Portrait of Katelyn Edwards

Katelyn Edwards

What made you want to study your course at the University? 

Reading and studying literature offers an insight into the way that others think and feel. Experiences that I have not, or could not have are depicted on the page. The reader is offered the chance to empathise with the narrator’s story, whether this is real or imagined. English at Leeds offers a wide range of literary themes and time periods to explore. This is further augmented by opportunities like a study abroad year, and the possibility of taking modules outside of the School of English to complement and expand the course according to every student’s preference. The School is extremely welcoming, and has provided much support and many opportunities for me. Furthermore, Leeds is a busy, diverse and vibrant city, which means there is always something new to do and somewhere new to visit. The University’s reputation, along with its location, made it an easy choice for me. 

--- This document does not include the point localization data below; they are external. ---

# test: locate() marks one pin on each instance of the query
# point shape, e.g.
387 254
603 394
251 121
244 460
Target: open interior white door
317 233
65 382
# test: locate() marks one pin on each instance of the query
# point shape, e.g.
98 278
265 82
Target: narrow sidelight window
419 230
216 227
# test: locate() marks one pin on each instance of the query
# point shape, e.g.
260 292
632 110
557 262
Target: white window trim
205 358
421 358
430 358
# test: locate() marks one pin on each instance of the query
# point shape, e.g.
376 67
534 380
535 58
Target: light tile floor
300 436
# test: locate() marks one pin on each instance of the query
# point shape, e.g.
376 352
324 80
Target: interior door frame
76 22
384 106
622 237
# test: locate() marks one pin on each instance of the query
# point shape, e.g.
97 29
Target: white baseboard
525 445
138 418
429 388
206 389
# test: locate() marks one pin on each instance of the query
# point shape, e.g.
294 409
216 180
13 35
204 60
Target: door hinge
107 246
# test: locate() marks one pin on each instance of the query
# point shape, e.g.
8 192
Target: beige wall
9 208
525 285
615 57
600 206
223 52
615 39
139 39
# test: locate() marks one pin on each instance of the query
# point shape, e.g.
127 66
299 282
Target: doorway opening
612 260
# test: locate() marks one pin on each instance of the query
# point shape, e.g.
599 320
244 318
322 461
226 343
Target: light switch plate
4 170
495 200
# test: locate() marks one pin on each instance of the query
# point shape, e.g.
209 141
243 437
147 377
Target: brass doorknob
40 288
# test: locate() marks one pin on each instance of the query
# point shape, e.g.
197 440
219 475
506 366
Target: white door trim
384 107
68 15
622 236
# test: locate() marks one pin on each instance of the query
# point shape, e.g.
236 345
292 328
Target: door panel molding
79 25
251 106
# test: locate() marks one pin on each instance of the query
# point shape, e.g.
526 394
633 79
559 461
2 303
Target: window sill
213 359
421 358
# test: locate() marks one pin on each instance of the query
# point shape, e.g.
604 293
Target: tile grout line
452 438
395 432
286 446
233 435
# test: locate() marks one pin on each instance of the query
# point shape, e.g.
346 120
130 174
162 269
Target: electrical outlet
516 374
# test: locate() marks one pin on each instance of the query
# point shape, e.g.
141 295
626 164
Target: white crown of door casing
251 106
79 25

Describe two aspects of the course that you have enjoyed the most. 

I have absolutely loved being a part of the English Society; I was Sports Secretary in my second year, and Secretary in my fourth year. English has few contact hours so volunteering extra time to work with and for my course has helped me to be so much more involved in the course, School, and University in general. The Society offers social, educational, and networking opportunities for its committee and members, which I have certainly made the most of over the past four years. 

Participating in the Students as Scholars programme in my second year encouraged me to realise that academia can be a diverse and fascinating working environment beyond lecture halls and seminar rooms. Attending postgraduate-level events brought me out of my comfort zone and challenged me to engage with literature outside of the set syllabus. I was able to pursue my own interests, and meet members of Leeds’ academic community who, while being experts in their fields, were also supportive of my own academic pursuits. This has resulted in my return to Leeds to study MA English Literature (Modern and Contemporary) this coming year.

Please tell us about your residence abroad. 

During my study abroad year I completed a second degree, often referred to as a Partner Degree, from Juniata College – a small liberal arts college in the middle of rural Pennsylvania.
I experienced a completely different way of life while I was in the United States of America. Cultural and educational differences led me to question and challenge normal and accepted behaviours both abroad and at home. I had an incredible year visiting new places, meeting new people, and connecting with a community incredibly different to either my home or University life. Being abroad also made me recognise and value aspects of Leeds, the University and my life here. My year abroad helped me to gain clarity and confidence about who I am and what I want to achieve. 
Juniata College was a far cry from the University of Leeds. The college had its own traditions that were upheld annually with vigour. Mountain Day was an unexpected day off in the first few weeks of term that was announced at 5am, and followed by the entire college heading to the local lake for a day in the sun. Later in the semester there was Tenting, where groups of students camp in the front quad of the college for a week during November in order to secure tickets to Madrigal – the equivalent of a Christmas Ball. These traditions appeared nonsensical at times, but the atmosphere on campus was so supportive and encouraging of these oddities that we were soon pitching our tents and guessing when Mountain Day would fall. 

What are you planning to do once you graduate?

I am returning to Leeds for the MA English Literature (Modern and Contemporary Pathway). I hope to continue in further education for as long as possible, while also dedicating time to my other interests through sports and working in the voluntary sector.